Site Configuration

When a user receives and accepts the group invitation to join a federation, the user becomes a site, namely, a client in federated learning. This page describes how the client user can register their computing resources and the loader of local private data to the federation via the web application.

  1. Log in to the web application by following the instructions.

  2. You will be directed to a dashboard page after signing in. The dashboard lists your Federations and your Sites. Specifically, federation refers to the FL group that you created, namely, you are the group leader who can start FL experiments and access the experiment results. Site refers to the FL group of which you are a member. The federation leader is also a site of his own federation by default.
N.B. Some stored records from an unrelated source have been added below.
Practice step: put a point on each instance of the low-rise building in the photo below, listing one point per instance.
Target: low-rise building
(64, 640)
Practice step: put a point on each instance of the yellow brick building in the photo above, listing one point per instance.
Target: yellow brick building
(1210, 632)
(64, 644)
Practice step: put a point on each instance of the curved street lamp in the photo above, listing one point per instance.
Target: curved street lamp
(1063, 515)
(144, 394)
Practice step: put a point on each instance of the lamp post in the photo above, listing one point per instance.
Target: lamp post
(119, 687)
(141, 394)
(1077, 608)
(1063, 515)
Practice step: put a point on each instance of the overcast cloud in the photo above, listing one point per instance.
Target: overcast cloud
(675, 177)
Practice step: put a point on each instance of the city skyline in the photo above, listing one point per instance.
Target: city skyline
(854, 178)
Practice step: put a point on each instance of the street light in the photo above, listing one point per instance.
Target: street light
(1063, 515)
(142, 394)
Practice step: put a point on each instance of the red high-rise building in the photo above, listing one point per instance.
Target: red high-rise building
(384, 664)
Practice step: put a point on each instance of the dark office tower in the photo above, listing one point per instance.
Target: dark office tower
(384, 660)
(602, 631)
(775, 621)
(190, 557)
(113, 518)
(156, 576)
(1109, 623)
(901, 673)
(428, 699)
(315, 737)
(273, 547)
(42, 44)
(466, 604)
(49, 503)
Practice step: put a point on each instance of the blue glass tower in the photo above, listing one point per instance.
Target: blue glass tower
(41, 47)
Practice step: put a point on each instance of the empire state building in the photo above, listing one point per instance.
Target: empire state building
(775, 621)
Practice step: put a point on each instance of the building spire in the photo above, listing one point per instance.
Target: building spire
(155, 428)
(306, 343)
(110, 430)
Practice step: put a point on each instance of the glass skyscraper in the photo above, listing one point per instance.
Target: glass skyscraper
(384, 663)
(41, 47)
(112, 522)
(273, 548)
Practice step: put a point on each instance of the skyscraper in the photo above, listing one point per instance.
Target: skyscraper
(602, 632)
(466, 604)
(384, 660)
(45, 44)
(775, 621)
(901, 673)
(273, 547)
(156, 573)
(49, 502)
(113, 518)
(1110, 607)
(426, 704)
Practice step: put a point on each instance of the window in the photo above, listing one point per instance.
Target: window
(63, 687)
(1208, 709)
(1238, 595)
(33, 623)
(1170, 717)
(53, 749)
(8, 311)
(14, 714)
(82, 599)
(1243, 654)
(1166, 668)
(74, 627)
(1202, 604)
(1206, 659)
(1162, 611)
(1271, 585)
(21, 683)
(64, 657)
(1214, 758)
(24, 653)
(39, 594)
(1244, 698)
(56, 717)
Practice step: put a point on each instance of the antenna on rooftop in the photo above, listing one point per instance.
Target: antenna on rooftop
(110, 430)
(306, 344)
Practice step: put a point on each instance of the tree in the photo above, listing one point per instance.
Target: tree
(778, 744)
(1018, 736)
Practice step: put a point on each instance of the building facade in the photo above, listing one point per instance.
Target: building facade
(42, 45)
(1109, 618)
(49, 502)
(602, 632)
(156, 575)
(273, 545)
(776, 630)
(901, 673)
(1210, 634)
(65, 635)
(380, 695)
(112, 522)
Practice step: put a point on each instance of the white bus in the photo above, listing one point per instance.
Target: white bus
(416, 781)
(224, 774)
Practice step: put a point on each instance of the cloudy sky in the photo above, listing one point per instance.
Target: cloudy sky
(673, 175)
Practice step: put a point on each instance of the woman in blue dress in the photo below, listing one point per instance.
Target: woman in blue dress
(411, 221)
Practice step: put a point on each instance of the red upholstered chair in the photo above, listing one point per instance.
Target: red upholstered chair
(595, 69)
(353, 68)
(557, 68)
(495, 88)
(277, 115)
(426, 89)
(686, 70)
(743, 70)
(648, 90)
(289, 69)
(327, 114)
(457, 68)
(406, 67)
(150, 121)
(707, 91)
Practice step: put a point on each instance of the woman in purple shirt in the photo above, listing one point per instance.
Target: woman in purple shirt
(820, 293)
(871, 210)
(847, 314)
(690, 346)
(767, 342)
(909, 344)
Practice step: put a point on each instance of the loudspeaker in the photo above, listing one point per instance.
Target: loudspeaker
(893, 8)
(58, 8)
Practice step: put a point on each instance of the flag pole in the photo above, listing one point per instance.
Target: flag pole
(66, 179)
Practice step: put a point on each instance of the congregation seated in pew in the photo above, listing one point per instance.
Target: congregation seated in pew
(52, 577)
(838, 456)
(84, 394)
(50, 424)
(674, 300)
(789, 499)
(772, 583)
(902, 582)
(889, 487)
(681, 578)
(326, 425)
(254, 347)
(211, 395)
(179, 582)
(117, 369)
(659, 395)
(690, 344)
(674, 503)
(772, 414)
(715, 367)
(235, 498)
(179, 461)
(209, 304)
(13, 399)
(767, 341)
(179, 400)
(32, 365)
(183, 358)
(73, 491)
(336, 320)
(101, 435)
  3. Click Configure button next to the site for which you want to register your computing resources and dataloader.

  4. If you have already installed a funcX endpoint on your computing resource, just enter the endpoint ID to Endpoint ID. If you have not installed a funcX endpoint, either follow the instruction in the site configuration page or here.

  5. For Git Repository Path, please the enter the absolute path of the directory where you clone the APPFLx client package, such as /home/username/appflx. If you forget this path, you can obtain it by running the following commands on your computing device.

$ conda activate funcx(YOUR_ENV_NAME)
$ pip list | grep appfl
  1. For Dataloader, you need to provide a python script which loads your local private data by returning a PyTorch dataset (torch.utils.data.Dataset) containing the samples and labels for your local data. This dataloader will be called in the root directory of your funcX endpoint, so you may need to specify the relative path from the funcX root directory to your data to load the data.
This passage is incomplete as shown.